Initially many people view this dynamic as similar to a ponzi scheme. The claim is that older stakers are rewarded with newer stakers money and that this dynamic will fall apart once older stakers decide to cash out and leave. This is a false assessment for three reasons:

  • Stakers are rewarded with newly minted OHM, not whichever asset new entrants used to purchase their OHM. The protocol guarantees to back each OHM with 1 $DAI. Its ability to keep this promise is verifiable by anyone on-chain. The fact that OHM trades at a premium to 1 $DAI is a feature of market sentiment.
  • In a ponzi there is no good or service being created, just money changing hands. Olympus has marketable services in the form of owned liquidity and bonding services for other protocols. As the treasury grows more opportunities will arise for Olympus to generate income.
  • If large quantities of stakers suddenly decided to sell, they would first have to unstake. This raises APY for remaining stakers, limiting the volume of selling but if we imagine a doomsday scenario where everyone continued to sell, those last stakers would still get out with their initial investment and likely some profit (see Asfi’s bankrun scenario).

Bonding can also be thought of through the lens of reciprocity.

Bonders buy OHM from the protocol at a discount to the market price. This benefits the protocol by increasing its treasury or protocol owned liquidity (depending on the type of bond purchased). Naturally bonders can also become stakers once they have received their OHM. The reciprocal relationship is thus: I buy a bond so the protocol increases its treasury, and I receive discounted OHM in return.
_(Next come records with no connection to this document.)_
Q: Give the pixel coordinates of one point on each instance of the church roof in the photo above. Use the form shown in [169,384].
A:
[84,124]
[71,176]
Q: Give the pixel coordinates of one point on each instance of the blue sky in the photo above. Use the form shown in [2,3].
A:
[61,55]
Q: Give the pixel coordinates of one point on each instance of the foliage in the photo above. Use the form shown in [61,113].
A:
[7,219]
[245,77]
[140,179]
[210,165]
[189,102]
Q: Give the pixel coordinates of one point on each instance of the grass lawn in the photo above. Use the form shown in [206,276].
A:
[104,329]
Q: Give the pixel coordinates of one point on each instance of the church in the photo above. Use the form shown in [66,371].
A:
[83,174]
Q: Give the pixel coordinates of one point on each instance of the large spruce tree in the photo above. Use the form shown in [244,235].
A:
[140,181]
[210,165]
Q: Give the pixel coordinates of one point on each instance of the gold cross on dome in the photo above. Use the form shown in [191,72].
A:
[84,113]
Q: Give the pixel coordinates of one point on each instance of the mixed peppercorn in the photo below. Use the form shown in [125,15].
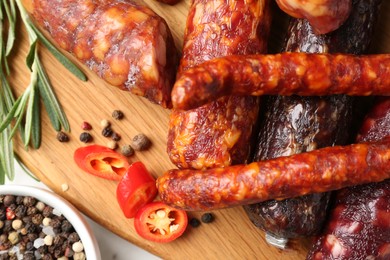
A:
[30,229]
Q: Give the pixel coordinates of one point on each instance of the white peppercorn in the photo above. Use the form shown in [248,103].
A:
[77,247]
[48,240]
[17,224]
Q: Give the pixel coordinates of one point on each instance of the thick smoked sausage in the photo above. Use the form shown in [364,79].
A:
[294,124]
[286,73]
[323,15]
[218,134]
[126,44]
[320,170]
[359,222]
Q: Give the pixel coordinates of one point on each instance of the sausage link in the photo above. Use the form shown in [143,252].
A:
[297,124]
[359,223]
[218,134]
[283,74]
[316,171]
[324,16]
[126,44]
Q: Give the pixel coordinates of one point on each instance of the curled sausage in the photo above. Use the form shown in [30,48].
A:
[323,15]
[218,134]
[320,170]
[286,73]
[359,223]
[126,44]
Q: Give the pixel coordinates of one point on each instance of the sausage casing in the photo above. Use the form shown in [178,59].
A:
[218,134]
[303,74]
[126,44]
[316,171]
[324,16]
[294,124]
[358,226]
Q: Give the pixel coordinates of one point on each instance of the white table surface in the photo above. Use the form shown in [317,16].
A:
[111,246]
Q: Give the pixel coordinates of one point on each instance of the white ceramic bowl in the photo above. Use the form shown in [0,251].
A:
[79,223]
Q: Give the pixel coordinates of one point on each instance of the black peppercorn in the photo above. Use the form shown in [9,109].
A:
[107,131]
[117,114]
[62,137]
[8,200]
[85,137]
[207,218]
[116,137]
[194,222]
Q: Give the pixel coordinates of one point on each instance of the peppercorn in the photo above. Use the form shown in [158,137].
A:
[107,131]
[29,201]
[62,137]
[86,126]
[194,222]
[37,219]
[85,137]
[116,137]
[140,142]
[66,226]
[127,150]
[117,114]
[207,218]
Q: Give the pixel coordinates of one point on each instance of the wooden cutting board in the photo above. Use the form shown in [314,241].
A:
[230,236]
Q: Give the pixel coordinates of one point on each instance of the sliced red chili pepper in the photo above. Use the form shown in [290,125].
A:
[101,161]
[159,222]
[136,188]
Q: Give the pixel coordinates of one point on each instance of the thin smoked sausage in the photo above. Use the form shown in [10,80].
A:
[320,170]
[303,74]
[126,44]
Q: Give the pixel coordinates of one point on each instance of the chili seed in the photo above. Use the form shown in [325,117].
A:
[85,137]
[62,137]
[207,218]
[194,222]
[107,131]
[117,114]
[127,150]
[86,126]
[140,142]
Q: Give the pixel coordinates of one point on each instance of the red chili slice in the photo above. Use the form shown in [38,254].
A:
[159,222]
[136,188]
[101,161]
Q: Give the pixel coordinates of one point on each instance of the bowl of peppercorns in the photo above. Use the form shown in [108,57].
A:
[38,224]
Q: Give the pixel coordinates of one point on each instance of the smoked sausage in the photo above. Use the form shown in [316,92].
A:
[323,15]
[359,223]
[303,74]
[218,134]
[316,171]
[294,124]
[126,44]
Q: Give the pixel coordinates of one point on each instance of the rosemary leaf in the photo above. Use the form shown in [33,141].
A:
[55,122]
[36,122]
[69,65]
[52,100]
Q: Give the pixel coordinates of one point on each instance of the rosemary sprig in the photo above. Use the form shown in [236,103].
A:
[24,111]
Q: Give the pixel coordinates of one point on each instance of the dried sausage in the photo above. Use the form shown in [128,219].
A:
[294,124]
[320,170]
[126,44]
[358,226]
[286,73]
[324,16]
[218,134]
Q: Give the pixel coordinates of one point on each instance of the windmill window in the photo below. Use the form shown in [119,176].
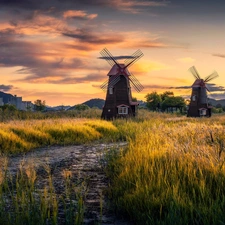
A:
[110,90]
[202,112]
[122,110]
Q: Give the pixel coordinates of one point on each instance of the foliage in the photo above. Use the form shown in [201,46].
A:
[172,172]
[164,101]
[173,101]
[81,107]
[8,107]
[153,101]
[39,105]
[166,94]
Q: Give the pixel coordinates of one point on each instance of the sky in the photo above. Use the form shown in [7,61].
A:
[50,49]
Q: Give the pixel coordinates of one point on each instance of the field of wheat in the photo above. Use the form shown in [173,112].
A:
[171,172]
A mutually beneficial exchange has been established between the Olympus protocol, bonders and stakers.

Risks to Reciprocity in Olympus

Stakers are incentivised by a high APY. Bonders are incentivised by discounted OHM. Can these incentives break? If so, how likely is it that the reciprocal relationship breaks down?

Stakers Reciprocity

First let's examine the necessary equations determining APY:

$$ APY = (1+rewardYield)^{1095} $$

Rebases occur 3 times a day, hence why the APY equation raises to 1095 (365 * 3 = 1095)

$$ rewardYield = OHM_{distributed} / OHM_{totalStaked} $$

$$ OHM_{distributed} = OHM_{totalSupply} * rewardRate $$

$$ rewardYield = (OHM_{totalSupply} * rewardRate) / OHM_{totalStaked} $$

The reward rate is subject to change by community vote and can be thought of as the amount of OHM distributed to the stakers per epoch. The total OHM supply is determined by several factors such as bond sales and DAO's minting, as documented in the Olympus documentation. These variables are exogenous (e.g. amount of OHM staked in the protocol) as well as endogenous (e.g. amount of OHM minted by the DAO, which is determined by the Policy team). Let's examine what happens to reward yield if any of them change while all other variables remain the same.
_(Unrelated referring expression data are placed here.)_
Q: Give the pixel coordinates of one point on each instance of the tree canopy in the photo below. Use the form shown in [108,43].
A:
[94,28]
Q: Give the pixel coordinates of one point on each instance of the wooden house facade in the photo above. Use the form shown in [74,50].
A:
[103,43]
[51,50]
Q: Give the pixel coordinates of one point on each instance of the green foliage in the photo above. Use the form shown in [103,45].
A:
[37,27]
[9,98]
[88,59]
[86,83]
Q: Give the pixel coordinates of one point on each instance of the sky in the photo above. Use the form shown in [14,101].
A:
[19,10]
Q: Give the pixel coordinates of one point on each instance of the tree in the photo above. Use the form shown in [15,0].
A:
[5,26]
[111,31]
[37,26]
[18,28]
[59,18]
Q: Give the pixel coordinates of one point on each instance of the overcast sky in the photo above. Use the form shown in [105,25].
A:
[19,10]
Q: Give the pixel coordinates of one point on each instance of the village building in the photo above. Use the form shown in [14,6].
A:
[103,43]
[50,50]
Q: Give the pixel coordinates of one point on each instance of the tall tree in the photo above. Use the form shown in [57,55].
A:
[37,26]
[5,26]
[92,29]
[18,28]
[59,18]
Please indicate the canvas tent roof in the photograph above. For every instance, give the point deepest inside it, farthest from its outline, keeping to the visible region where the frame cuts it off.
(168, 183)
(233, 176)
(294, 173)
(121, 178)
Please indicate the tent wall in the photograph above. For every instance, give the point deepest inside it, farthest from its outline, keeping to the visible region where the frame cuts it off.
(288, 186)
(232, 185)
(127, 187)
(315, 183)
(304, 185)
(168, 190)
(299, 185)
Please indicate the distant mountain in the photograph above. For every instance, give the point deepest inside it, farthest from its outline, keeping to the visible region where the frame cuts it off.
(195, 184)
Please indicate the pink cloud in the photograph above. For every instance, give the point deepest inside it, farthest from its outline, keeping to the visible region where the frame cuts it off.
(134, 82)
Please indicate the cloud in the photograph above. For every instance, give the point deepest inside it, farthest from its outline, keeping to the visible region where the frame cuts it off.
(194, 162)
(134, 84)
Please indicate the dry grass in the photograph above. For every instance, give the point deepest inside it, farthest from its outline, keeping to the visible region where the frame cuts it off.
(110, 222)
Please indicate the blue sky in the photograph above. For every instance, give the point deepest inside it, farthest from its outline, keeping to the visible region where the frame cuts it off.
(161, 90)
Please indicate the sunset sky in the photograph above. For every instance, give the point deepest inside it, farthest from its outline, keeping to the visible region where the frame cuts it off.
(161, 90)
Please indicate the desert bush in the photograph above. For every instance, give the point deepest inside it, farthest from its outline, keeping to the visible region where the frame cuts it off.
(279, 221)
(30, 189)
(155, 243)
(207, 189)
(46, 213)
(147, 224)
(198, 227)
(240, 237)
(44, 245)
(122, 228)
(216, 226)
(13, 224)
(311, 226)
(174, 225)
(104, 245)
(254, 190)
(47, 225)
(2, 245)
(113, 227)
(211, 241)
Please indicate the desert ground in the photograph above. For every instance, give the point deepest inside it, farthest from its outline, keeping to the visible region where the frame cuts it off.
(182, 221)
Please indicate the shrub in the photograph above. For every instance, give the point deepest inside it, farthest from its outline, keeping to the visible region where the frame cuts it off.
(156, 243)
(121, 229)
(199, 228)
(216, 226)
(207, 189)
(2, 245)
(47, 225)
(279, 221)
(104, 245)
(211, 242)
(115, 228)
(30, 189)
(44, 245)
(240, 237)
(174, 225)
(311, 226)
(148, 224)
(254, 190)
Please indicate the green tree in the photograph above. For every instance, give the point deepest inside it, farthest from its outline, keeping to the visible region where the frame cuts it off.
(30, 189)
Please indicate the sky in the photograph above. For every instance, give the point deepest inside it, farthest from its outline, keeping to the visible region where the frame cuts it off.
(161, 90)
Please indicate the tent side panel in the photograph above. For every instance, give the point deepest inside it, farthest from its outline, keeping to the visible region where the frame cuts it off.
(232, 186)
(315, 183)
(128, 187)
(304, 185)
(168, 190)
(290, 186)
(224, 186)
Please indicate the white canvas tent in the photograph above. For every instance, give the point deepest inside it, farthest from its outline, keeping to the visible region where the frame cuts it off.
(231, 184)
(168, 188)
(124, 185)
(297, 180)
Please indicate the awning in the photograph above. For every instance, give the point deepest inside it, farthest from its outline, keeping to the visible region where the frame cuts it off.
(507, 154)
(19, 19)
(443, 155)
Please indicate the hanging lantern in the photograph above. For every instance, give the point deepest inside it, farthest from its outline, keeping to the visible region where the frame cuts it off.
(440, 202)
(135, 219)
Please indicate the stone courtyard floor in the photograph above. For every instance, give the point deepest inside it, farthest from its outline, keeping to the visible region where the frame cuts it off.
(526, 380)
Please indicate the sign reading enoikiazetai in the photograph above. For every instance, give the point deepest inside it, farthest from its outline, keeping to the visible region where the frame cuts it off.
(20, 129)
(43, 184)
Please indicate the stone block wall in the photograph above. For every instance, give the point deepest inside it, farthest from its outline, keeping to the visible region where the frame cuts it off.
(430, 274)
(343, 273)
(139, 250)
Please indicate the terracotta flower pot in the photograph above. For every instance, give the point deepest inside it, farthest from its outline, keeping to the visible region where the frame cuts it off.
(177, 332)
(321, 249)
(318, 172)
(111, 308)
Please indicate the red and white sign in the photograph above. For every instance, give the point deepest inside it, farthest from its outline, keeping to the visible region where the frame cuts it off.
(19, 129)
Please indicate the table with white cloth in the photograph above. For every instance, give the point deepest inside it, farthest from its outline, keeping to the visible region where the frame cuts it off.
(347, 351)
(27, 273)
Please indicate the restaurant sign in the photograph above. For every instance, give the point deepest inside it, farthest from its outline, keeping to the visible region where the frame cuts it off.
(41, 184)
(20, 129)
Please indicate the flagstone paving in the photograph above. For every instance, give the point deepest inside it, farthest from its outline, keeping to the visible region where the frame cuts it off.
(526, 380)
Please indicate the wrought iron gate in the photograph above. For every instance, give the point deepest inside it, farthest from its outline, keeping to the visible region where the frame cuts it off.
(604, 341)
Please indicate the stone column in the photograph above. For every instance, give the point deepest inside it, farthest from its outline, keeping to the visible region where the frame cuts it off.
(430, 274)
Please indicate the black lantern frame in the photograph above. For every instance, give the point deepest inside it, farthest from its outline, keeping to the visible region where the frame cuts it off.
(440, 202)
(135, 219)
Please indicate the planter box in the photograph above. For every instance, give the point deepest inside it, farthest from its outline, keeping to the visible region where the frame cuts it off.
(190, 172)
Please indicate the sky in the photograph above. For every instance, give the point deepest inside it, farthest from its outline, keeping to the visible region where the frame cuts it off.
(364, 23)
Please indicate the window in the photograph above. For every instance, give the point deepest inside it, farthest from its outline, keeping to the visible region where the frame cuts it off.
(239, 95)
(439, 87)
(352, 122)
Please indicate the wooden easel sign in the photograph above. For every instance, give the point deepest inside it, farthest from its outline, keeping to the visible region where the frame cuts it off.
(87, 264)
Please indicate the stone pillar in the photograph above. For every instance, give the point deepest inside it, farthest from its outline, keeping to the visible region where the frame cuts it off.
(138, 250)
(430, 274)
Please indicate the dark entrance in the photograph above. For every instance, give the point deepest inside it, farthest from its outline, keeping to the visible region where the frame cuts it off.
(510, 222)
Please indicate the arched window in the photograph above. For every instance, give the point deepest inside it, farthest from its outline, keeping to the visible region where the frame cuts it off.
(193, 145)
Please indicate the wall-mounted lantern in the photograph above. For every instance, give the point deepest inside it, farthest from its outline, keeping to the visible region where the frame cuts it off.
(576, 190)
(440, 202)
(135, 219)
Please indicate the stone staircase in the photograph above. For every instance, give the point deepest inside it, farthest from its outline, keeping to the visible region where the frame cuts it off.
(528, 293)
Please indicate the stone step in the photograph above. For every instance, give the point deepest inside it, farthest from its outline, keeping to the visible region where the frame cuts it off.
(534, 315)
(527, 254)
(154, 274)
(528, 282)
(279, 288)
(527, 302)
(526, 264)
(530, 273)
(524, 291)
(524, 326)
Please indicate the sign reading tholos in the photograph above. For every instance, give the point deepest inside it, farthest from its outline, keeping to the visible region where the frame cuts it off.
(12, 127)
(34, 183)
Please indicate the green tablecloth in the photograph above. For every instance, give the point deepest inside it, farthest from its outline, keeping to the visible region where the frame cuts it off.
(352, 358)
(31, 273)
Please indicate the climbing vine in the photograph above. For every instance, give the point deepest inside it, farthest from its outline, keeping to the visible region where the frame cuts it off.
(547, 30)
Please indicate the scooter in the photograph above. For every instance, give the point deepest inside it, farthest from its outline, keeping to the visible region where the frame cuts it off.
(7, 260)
  • If $$rewardRate$$ falls, $$rewardYield$$ falls.
  • If $$OHM_{totalStaked}$$ falls, $$rewardYield$$ rises.
  • If $$OHM_{totalSupply}$$ rises, $$rewardYield$$ rises.

OHM supply growth is itself a function of staking and bonding. This leaves two scenarios where staking reciprocity could break down: staked percentage falls and/or reward rate falls.

Staked Percentage Falls

A break in the reciprocal relationship for staking would be evident by a drop in % staked. The fact that APY rises if staked OHM falls is a powerful feature which rewards stakers who stay staked and is the likely reason we have not seen OHM total staked fall below 90% (see Dune dashboard).

Reward Rate Fall

The other way for the reciprocal relationship in staking to seemingly break down would be for the reward rate to drop thereby bringing down APY. Drops in the reward rate are in fact planned as laid out in OIP-18.
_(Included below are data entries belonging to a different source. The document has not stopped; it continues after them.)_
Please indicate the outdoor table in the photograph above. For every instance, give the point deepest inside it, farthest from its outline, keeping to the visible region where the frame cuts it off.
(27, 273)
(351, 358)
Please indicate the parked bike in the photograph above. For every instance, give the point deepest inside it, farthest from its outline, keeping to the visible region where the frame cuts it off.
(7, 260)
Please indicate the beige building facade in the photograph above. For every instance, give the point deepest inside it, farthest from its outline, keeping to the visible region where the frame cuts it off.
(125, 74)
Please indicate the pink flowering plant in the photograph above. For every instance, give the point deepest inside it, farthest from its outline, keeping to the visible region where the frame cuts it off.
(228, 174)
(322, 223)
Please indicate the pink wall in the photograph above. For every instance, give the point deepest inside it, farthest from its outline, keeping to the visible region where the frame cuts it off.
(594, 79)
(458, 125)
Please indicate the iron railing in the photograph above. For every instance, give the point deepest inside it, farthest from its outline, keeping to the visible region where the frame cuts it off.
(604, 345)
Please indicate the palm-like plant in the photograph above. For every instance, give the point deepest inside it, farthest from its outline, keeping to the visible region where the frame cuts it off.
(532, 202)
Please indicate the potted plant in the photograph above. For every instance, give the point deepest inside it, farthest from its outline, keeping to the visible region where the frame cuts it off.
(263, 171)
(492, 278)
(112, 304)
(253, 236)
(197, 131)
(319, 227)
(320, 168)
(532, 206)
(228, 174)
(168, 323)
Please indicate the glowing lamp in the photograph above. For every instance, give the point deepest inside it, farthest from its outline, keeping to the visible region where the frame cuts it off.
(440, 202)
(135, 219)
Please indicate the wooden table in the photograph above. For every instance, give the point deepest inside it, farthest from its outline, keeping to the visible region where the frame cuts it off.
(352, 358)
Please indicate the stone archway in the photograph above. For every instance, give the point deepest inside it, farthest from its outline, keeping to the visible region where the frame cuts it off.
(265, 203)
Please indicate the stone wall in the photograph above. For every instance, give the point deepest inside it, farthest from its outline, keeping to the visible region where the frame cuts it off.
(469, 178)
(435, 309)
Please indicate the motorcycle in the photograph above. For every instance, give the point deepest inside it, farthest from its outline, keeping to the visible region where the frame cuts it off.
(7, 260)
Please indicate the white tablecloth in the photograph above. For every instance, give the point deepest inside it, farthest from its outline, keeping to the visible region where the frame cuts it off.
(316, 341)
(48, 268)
By lowering the reward rate, the DAO is opting for lower supply inflation over continued high rewards for stakers. This is in line with the overall vision of the protocol to be a stable reserve asset.

The reader will have to decide for themselves whether this constitutes a breaking of the reciprocal relationship between protocol and staker. The fact that there is forward guidance on reductions and they are discussed and voted on suggests more of a changing relationship rather than an all out breaking.